The helmet debate is a heated one in the USA (in most other countries it’s not a debate, since it’s mandatory), with as many pro-helmet and anti-helmets opinions. On one side, people say you need proper protection because if you don’t, medical bills for everyone will rise, and on the other side, people want to be left alone to decide themselves what they do to protect their own lives.



Myself I’m more in the you-can-never-protect-yourself-enough corner. No matter how experienced a rider is, an accident can quickly happened. It doesn’t need to be your fault, it can be anything from a SUV driver who is not paying attention to a bird hitting you in the head (I could say a helicopter crashing on top of you, but that doesn’t matter if you have a helmet or not, you’re going to be very dead).

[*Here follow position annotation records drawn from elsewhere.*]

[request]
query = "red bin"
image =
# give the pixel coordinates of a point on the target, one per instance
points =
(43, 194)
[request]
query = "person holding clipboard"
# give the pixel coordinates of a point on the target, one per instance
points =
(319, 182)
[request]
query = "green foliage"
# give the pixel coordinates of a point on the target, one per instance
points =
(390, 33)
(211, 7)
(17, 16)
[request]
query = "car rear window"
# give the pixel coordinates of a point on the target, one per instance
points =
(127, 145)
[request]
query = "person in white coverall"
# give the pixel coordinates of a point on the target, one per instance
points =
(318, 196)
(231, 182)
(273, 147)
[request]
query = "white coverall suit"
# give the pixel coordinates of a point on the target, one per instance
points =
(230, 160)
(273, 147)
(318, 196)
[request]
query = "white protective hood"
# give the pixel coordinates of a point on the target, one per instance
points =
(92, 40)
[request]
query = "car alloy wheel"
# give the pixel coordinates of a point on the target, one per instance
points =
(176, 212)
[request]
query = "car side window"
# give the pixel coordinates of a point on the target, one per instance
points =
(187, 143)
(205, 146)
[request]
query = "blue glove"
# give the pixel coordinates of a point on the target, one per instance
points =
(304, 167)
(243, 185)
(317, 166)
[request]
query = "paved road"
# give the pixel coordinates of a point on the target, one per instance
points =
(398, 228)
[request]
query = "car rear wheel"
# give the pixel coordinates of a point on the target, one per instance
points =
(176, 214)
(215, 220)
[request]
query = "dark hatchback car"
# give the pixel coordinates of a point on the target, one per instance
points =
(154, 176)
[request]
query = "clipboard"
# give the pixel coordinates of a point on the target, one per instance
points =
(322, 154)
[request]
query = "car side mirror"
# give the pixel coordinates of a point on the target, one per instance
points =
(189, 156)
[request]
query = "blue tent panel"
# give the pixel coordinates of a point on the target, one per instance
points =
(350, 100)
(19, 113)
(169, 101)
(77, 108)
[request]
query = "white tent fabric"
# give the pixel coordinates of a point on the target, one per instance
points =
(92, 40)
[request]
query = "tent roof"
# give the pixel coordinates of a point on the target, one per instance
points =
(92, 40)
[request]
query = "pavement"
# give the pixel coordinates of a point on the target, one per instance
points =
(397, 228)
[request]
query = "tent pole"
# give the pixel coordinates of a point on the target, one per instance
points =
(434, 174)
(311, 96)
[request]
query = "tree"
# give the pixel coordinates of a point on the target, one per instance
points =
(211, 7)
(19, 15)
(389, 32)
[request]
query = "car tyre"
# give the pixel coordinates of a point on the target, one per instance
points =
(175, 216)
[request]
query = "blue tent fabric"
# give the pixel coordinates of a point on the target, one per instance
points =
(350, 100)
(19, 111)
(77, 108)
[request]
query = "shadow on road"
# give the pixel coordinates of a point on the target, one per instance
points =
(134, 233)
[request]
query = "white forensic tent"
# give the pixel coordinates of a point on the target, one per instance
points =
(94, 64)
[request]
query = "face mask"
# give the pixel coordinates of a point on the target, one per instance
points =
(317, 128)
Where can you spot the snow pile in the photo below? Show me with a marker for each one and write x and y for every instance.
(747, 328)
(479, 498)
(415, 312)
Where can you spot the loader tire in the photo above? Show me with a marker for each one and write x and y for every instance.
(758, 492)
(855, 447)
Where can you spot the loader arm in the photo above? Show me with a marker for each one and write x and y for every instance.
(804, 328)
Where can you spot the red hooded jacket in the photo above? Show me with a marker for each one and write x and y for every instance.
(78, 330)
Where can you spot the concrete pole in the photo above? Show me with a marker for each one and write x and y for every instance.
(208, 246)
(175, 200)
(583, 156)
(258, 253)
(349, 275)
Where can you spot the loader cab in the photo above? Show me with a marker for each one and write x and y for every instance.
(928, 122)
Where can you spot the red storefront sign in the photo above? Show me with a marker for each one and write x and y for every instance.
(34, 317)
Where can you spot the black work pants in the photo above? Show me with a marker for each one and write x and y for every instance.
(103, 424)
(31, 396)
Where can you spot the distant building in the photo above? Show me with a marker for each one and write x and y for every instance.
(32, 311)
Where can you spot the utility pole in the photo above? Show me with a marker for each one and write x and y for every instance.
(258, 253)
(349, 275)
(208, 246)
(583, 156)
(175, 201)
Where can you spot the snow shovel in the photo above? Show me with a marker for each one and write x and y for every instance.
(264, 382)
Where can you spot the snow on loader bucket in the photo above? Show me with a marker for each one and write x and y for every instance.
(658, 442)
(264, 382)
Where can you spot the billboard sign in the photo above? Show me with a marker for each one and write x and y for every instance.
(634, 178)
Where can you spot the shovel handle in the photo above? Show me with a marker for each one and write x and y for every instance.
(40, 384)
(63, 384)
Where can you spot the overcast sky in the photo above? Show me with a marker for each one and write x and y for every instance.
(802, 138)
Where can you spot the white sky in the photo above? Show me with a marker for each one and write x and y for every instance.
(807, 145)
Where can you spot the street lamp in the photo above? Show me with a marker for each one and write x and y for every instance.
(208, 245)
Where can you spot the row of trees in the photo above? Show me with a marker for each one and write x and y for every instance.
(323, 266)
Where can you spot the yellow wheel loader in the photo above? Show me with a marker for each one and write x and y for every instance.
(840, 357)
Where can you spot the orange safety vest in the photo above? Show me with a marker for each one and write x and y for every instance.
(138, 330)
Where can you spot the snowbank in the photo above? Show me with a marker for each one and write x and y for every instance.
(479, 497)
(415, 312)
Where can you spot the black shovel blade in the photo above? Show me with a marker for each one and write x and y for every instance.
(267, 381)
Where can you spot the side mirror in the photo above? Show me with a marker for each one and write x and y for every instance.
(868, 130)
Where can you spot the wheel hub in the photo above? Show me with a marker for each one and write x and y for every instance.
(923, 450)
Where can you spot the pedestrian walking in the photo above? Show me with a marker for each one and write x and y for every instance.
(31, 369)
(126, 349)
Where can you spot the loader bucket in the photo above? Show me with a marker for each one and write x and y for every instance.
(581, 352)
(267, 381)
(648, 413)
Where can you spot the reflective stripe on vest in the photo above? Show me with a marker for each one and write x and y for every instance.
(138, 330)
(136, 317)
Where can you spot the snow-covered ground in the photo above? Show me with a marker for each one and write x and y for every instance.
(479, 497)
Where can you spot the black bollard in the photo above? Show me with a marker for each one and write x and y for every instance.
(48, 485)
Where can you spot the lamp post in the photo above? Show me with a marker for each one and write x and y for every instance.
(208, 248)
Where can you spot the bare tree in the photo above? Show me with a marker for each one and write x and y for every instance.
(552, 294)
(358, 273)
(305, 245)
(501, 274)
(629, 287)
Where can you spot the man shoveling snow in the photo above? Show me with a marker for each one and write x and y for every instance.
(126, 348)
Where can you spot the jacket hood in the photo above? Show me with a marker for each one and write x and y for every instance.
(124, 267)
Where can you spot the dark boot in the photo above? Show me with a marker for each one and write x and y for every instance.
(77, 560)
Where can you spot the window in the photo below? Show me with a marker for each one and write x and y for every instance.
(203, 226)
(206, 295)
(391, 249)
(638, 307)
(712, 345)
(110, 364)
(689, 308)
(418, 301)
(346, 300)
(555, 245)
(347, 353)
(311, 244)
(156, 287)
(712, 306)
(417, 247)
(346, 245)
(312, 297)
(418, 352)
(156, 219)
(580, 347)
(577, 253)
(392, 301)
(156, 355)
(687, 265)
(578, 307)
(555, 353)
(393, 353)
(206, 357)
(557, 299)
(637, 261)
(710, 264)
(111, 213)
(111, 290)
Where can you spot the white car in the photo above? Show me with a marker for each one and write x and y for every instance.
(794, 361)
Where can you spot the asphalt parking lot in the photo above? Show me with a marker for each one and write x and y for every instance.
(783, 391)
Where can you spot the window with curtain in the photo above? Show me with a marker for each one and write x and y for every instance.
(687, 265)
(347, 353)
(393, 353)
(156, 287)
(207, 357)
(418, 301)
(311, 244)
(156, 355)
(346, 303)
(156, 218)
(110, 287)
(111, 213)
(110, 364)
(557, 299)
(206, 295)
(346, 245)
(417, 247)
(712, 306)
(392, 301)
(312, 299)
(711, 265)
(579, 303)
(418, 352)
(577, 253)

But there are limits. We’re not going to ride with a metal suit of armor to protect ourselves, so how far are we planning to go to protect ourselves? If we really want total protection, drive an Abrahams tank.

And that is where opinions differ. For some, you don’t really need protection, for others it’s ATGATT.

The Tennessee helmet bill seems like a reasonable compromise. They’ll not let anyone ride without a helmet (particular youngsters), but if you want to, and fulfill the requirements, you can do so at your own (medical and financial) risk. But does that mean only wealthier or well-off bikers can ride without a helmet?

So what do you think? Should this no-helmet law be more widespread, or should it be more like the rest of the world?